Александр Дугин: Президент Российской Федерации впервые говорит о русском человеке, а потом говорит о россиянине, потому что русский — это ядро российского. Это абсолютно правильно и абсолютно естественно, но то, что это говорит президент, и то, как он об этом говорит, означает, что это является его глубинным убеждением, так же как это является глубинным убеждением всех русских людей без исключения, кроме либеральной мрази, которая вообще не имеет отношения к русским. То, что сказал Путин, — это великие слова. Они не являются какими-то особыми, философски и культурологически идеальными. Это просто некое утверждение собственной идентичности простого русского человека, который находится сейчас на посту президента России. Путин сказал самое главное — то, что наш человек не является индивидуальным, то есть либералом. Мы живем в обществе другой антропологии. Для нас частное — это не целое, а часть. Для нас отдельный индивидуум — это лишь часть большого народа.

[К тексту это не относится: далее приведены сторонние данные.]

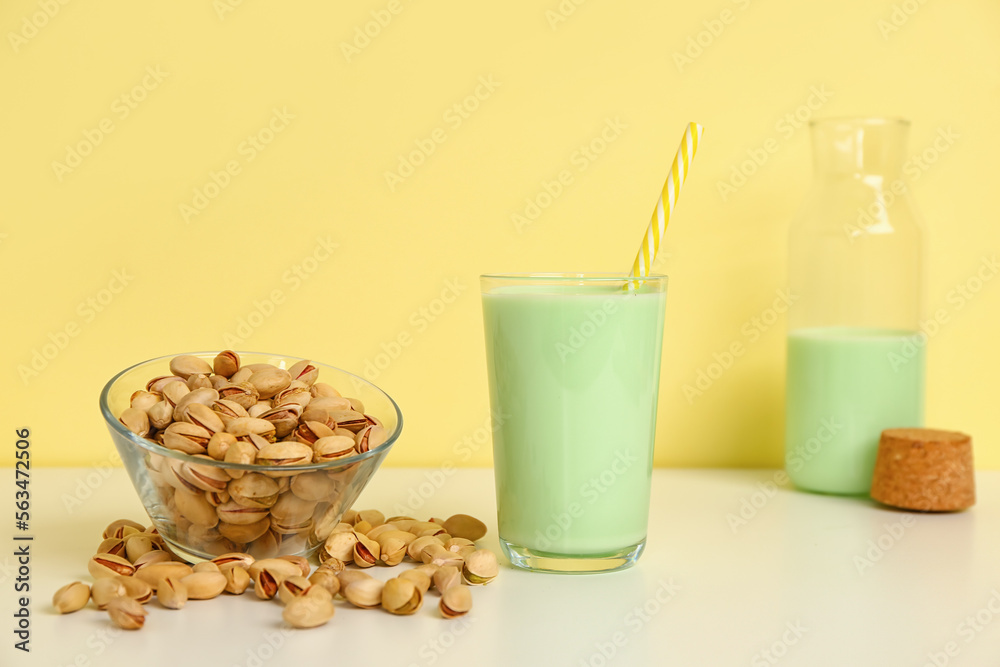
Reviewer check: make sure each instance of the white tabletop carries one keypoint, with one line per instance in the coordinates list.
(806, 580)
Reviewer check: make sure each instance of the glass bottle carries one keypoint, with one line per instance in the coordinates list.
(855, 355)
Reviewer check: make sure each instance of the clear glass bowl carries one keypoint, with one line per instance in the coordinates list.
(160, 475)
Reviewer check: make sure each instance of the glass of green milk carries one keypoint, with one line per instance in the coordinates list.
(574, 367)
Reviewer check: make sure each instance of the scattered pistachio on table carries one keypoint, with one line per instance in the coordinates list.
(126, 579)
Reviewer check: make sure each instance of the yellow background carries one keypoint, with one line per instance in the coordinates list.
(559, 77)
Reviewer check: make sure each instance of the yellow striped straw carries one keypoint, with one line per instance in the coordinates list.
(671, 190)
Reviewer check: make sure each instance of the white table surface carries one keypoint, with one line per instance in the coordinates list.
(803, 582)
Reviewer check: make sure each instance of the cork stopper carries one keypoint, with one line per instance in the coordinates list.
(924, 469)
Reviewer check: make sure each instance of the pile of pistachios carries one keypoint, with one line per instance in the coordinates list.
(254, 414)
(133, 565)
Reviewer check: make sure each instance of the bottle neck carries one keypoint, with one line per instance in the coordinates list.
(859, 146)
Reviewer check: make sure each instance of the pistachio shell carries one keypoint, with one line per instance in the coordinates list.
(119, 527)
(254, 490)
(237, 579)
(308, 612)
(105, 590)
(171, 593)
(446, 577)
(456, 601)
(126, 613)
(327, 578)
(239, 559)
(106, 565)
(137, 589)
(364, 593)
(420, 579)
(226, 363)
(185, 365)
(204, 585)
(465, 526)
(401, 596)
(71, 597)
(481, 567)
(152, 574)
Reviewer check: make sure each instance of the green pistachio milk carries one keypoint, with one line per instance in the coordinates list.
(573, 373)
(845, 385)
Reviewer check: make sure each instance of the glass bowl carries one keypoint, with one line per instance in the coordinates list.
(182, 493)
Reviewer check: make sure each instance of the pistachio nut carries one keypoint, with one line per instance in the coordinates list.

И тут Путин сказал самое важное, что является вообще сверхавангардом. Он привлек для описания нашей идентичности самый главный фундаментальный критерий — критерий смерти. Путин говорил о красной смерти, о русской смерти, о том, что русский человек предпочитает гибнуть как герой ради своего Отечества, ради религии, ради народа, вместо того чтобы процветать индивидуально. Отношение индивидуума к смерти — это одно, а для русского человека — это другое. Для русского человека смерть является «красной», если она «на миру», то есть если она в коллективе, если она является частью исторического плана, исторической миссии нашего народа. Я таких слов ни от кого не слышал. То, что он вообще заговорил о категории народа, которая является субъектом «четвертой политической теории», и противопоставил понимание народа пониманию либерального индивидуализма, и то, что он сочетал понимание народа с понятием смерти, является сутью идеологического послания Путина. Причем именно к народам Европы — не к лидерам, не к элитам Европы обращается Путин.